MasterDuke samcv: so compiling the core setting is now *not* slower with that PR? 00:42
01:00 lizmat joined 01:03 MasterDuke_ joined 01:28 leedo__ joined, avar joined, moritz joined 01:31 yoleaux joined
samcv yep 01:45
i fixed it. it was not returning the same string when it was already flat but i remedied that 01:46
MasterDuke_ ah, cool 01:48
02:01 lizmat joined
Geth MoarVM: de6b0e4b13 | (Samantha McVey)++ | src/strings/ops.c
collapse_strands with memcpy if all strands are same type 4x faster

If all the strands to collapse are of the same type (ASCII, 8bit, or 32bit) then use memcpy to collapse the strands. If they are not all the same type then we use the traditional grapheme iterator based collapsing that we previously used to collapse strands.
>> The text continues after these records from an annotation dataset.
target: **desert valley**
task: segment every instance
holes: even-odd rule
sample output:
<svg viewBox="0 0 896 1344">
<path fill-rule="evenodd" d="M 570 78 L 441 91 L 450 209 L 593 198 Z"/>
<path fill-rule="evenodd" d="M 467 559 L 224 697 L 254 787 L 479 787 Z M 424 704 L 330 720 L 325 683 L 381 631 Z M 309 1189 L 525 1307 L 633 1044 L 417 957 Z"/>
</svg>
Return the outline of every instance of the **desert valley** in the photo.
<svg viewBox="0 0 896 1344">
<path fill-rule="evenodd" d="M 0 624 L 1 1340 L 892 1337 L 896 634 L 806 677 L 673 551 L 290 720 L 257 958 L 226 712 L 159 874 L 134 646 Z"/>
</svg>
If it's 8bit and a repetition with only one grapheme, it will use memset to more quickly write the memory.
This is 4-4.5x faster as long as all the strands are of the same type.
02:02
MoarVM: e876f1484e | (Samantha McVey)++ (committed using GitHub Web editor) | src/strings/ops.c
Merge pull request #753 from samcv/collapse_better

collapse_strands with memcpy if all strands are same type 4x faster
MasterDuke samcv: interesting. i just tested this one-liner: `my $a = "a" x 1_000_000; for ^1000 {$a ~~ /./;}; say now - INIT now` 02:34
4.3s before your PR, 93% of the time spent in iterate_gi_into_string 02:35
5.9s after the PR, 43% in collapse_strands, 33% in __memmove_sse2_unaligned_erms, 10.6% in [email@hidden.address] 5.4% in memcpy@plt 02:36
02:56 ilbot3 joined 03:17 colomon joined
samcv MasterDuke: well it's 2x faster if it is more than one character repeated 04:18
"ab" x 1_000_000
well about 1.5x faster with the new code
interesting it takes longer afterward though
well that "a" is a 32 bit string 04:21
so it doesn't end up doing memset on it
06:28 domidumont joined 06:35 domidumont joined 06:40 brrt joined
japhb samcv: Why is it a 32-bit string? 06:47
samcv japhb: probably because it was a substring of the whole document 07:09
is my best guess
brrt good * #moarvm 07:18
also, good * japhb, samcv
jnthn: bisecting the jit issue now 07:19
07:40 lizmat joined 07:48 brrt joined 08:17 zakharyas joined 08:21 domidumont joined 09:22 zakharyas joined 09:39 brrt joined
brrt hmm, damnit, it's multithreaded? 09:39
oh, it is multiprocess 09:42
jnthn brrt++ 10:13
Yes, 'fraid so, it shows up in something using a Channel
You may or may not have luck producing a golf
brrt hmmmm 10:14
always when using a channel?
jnthn Well, the place things go wrong is (try $channel.receive) // buf8 10:21
The code in the try there is a thunk, and receive is a method call
receive is inlined into the thunk, and the thunk is inlined into the code with the try and // 10:22
And the try then fails to catch the exception
It may be that you can set up something very similar with a single-threaded program
Just my $channel = Channel.new; $channel.close;
And then trying to receive will always throw
samcv the peak memory usage during core compilation is 1.3G with or without my recent change. though total allocations is down from 13.95Gb to 13.74Gb 10:37
i wish it gave me more detailed info on peak memory usage though
11:04 domidumont joined
timotimo jnthn: we need some way to spurt/write bufs bigger than int8 or uint8 into files, otherwise our utf16 encoding is almost completely useless 11:32
jnthn timotimo: It'll just need some tweaks to the stuff behind write_fhb to support things other than 1-byte VMArrays 11:40
(So, nothing more than an NYI) 11:41
timotimo will we accidentally impose an endianness if we just split the 16 into 8 naively? 11:43
or is that why there's UTF16LE and UTF16BE encodings?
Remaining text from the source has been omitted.